O sobrenatural já chegou ao futebol. Se no relvado ninguém pára Cristiano Ronaldo, nada como apelar a forças do Além para derrubar o melhor do Mundo.
Uma mulher, diz-se, recorreu ao esoterismo para lançar uma espécie de maldição sobre Cristiano Ronaldo. Coincidência ou não, o jogador do Real Madrid lesionou-se num tornozelo frente ao Marselha para a Liga dos Campeões, falhou um jogo fora frente ao Sevilha – derrota dos merengues por 2-1 –, voltou a jogar pela selecção nacional diante da Hungria, mas não aguentou meia hora e teve de sair. Desconhece-se se foi bruxedo, mas o certo é que parece ter caído um mau-olhado sobre o internacional português lançado por Pepe, um bruxo espanhol, alegadamente a mando de Paris Hilton, renegada pelo madeirense, embora já se fale também que Nereida, a namorada despeitada, pode estar por detrás desta tramóia.
Mas para ir mais além há mesmo quem acredite cegamente na força do Além.
O Benfica de 2004/05 chegou a ter um sábio – Dembo Cassamá – hospedado no Hotel Zurique a ‘trabalhar’ por fora por um Benfica campeão treinado por Trapattoni, técnico profundamente católico. Chegou a dizer-se que Simão Sabrosa e outros jogadores consultaram o sábio. Desconhece-se se os feitiços produziram resultados, mas o facto é que o Benfica foi campeão no final dessa época, interrompendo um jejum de nove temporadas sem o título.
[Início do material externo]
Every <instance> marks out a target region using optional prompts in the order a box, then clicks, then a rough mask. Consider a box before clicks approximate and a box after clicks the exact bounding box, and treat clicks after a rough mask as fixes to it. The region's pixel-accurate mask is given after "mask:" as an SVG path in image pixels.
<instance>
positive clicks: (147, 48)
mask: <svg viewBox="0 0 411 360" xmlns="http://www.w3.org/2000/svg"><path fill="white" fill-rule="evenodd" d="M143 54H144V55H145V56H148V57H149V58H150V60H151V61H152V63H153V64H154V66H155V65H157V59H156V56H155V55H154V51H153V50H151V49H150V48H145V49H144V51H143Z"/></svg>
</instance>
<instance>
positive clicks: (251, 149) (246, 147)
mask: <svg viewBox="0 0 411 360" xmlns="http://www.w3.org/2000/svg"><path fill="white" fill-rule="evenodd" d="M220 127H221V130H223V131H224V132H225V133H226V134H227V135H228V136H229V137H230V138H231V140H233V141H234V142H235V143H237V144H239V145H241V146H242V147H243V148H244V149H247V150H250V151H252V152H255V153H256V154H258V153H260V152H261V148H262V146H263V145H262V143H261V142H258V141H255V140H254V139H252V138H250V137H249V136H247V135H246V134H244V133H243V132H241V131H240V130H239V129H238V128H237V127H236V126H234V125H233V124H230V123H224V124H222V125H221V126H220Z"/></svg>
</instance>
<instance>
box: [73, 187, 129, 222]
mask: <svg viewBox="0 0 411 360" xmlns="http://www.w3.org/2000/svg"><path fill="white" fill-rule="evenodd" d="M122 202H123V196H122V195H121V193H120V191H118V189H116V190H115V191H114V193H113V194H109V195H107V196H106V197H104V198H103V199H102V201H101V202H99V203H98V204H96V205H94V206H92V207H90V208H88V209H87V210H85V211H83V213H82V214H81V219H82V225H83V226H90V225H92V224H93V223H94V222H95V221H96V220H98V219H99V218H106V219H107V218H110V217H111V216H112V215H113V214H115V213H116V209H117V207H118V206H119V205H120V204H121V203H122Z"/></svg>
Muito recentemente foi publicada uma lista dos dez clubes mais embruxados do Mundo. A lista é encabeçada pelo Torino de Itália, já com duas tragédias no historial: em 1949, caiu o avião que transportava a equipa e todos morreram. Em meados da década de 60, o clube de Turim ‘renascia das cinzas’ graças ao talento de um fantástico extremo-direito, Gigi Meroni, que morreu atropelado por um adepto do Torino. Era caso para dizer que mais valia ir à bruxa.
Jorge Silvério, psicólogo especialista na área do Desporto, é daqueles que não acreditam no ditado popular espanhol de que existem bruxas e descredibiliza totalmente as bruxarias. 'Chamar-lhe-ia ‘crenças’. O Desporto sempre foi fértil nestas histórias, pois há muita gente ingénua nesta actividade. Depois, há quem confunda isso com superstições. Eu diria que os atletas têm rotinas pré--competitivas (benzer-se, por exemplo), e o que é perigoso é quando esta fronteira fica demasiado ténue e um atleta pode pensar que pode não cumprir determinado ritual, isso pode afectar o seu rendimento desportivo. O que é mau é quando um atleta se deixa controlar pelas tais superstições', disse ao Correio Sport, acrescentando: 'A superstição pode influir negativamente no rendimento desportivo de um atleta.'
Jorge Silvério não acredita no efeito Pepe: 'Dá-me vontade de rir. Para mim, essa gente são ‘artistas’.'
OLIVEIRA TEMPERAVA BALNEÁRIO COM ALHO
António Oliveira sempre foi conhecido por ser um técnico supersticioso, mas só no Mundial de 2002 passou para a opinião pública esse lado mais místico. O seleccionador espalhava alho no balneário para afastar os maus espíritos, e isto numa altura em que andava de muletas por causa de uma alegada rasteira do adjunto José Romão ao técnico principal, numa brincadeira. Portugal ganhou o jogo após essa ‘encenação’, mas a equipa lusa acabou por levar uma rasteira bem maior da Coreia do Sul e ficou-se pela primeira fase.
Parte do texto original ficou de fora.